Savage Lands by Unknown

Savage Lands by Unknown

Author:Unknown
Language: eng
Format: epub
Publisher: Random House
Published: 2010-03-17T16:00:00+00:00


The girl returned breathless.

‘The basket,’ he said. ‘You–?’

The girl nodded.

‘You remembered, didn’t you, about the salt?’

The girl blinked. She had a manner of blinking that squeezed her whole face tight, as though it had been pulled with a drawstring. Then she nodded again and, squatting down, set to gathering up the mess of dishes beside his bed. Though nothing had been said, it had become the way of things somehow, the slave in the cooking hut and the girl in the house.

The questions rose in him like dough and he longed to seize the girl’s arm, to demand precisely the words spoken and the silences, the manner of her voice, the set of her face and tilt of her head, whether her hair escaped its pins. Instead he let his hands fall open on the rugs, palms upward. His fingers curled, holding nothing. It was set. There was nothing else to be done.

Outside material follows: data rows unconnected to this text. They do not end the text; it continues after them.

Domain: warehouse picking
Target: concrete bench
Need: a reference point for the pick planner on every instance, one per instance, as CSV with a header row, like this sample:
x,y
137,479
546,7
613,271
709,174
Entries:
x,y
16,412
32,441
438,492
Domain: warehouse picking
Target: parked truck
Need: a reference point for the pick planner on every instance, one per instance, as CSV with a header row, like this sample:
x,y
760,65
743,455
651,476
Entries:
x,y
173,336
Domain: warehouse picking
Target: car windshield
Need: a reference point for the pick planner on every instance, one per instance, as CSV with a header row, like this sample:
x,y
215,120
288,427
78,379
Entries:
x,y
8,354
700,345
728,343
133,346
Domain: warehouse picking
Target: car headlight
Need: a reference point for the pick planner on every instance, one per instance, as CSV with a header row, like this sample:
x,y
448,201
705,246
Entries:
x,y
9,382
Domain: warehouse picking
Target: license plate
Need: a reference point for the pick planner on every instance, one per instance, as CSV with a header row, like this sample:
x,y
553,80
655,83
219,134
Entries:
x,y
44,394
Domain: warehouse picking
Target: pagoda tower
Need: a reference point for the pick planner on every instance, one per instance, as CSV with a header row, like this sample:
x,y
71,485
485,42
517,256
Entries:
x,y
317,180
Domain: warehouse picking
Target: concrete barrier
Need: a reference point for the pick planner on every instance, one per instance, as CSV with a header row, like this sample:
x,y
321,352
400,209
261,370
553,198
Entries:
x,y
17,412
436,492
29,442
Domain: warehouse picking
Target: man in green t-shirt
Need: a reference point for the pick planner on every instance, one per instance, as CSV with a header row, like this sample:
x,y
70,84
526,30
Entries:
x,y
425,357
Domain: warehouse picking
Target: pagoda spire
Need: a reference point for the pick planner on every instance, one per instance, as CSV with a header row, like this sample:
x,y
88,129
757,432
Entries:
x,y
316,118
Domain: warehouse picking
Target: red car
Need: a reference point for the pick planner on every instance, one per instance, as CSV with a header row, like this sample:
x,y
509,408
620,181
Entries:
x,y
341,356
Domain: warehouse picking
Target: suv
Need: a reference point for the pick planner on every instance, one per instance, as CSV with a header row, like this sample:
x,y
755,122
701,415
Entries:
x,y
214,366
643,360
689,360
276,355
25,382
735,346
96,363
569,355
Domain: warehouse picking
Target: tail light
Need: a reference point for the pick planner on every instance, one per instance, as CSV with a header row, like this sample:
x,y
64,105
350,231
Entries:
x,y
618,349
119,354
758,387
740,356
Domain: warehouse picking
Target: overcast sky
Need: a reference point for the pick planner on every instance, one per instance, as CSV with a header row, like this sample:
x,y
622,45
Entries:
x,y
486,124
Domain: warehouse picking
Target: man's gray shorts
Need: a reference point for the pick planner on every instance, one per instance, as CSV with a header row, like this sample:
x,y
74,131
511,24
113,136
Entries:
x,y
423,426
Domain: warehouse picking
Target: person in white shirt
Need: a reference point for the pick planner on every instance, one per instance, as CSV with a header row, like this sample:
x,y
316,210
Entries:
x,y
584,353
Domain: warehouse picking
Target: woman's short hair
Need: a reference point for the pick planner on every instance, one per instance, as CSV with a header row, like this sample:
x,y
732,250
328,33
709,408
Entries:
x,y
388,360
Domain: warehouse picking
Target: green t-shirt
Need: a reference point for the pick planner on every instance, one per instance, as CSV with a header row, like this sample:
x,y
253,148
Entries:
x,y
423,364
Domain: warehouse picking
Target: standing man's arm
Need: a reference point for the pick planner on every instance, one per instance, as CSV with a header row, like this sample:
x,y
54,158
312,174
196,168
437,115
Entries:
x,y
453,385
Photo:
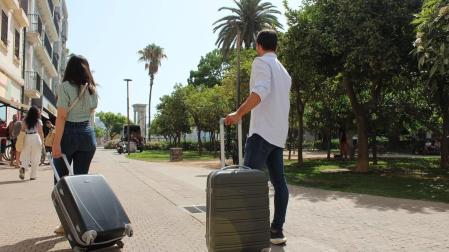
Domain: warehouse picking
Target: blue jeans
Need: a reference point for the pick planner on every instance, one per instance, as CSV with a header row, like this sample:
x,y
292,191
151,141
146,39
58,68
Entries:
x,y
258,153
78,143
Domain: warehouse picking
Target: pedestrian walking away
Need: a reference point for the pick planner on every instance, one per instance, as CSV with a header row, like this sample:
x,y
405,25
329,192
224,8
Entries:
x,y
49,136
74,134
14,128
32,143
3,138
269,104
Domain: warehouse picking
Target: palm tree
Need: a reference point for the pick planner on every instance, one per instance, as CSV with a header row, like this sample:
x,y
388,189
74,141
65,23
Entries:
x,y
248,18
152,55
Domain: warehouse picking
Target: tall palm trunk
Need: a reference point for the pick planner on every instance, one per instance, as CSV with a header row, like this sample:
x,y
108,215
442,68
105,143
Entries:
x,y
149,107
362,124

Throughout that endless day and the night that followed, Auguste lay among his tangled bedclothes, counting time in the pulses of his broken shoulder. The rotting walls of the cabin pressed in on him, sucking the air from his lungs. As the day faded he asked the girl to prop the door open so that he might see into the yard. The plants were shattered bones, slimed about with mud and dead black leaves, and above them the weatherless sky turned away from him, indifferent to the whispered urgency in a cabin on the rue d’Iberville, the humdrum ruination of small lives. Auguste knew the pettiness of his grief even as it cried out in him, the dreary cycle of betrayal and counter-betrayal that marked the human season, but knowing it was not consolation but another grief. Was it now that she opened the letter? Or now? Or did she at this moment take up her knife, the one with the fluted blade and the savage patterns burned into the handle, and take from the pile the first of the whiskery potatoes? On the back of her hand she had a pattern of freckles like the five on a die.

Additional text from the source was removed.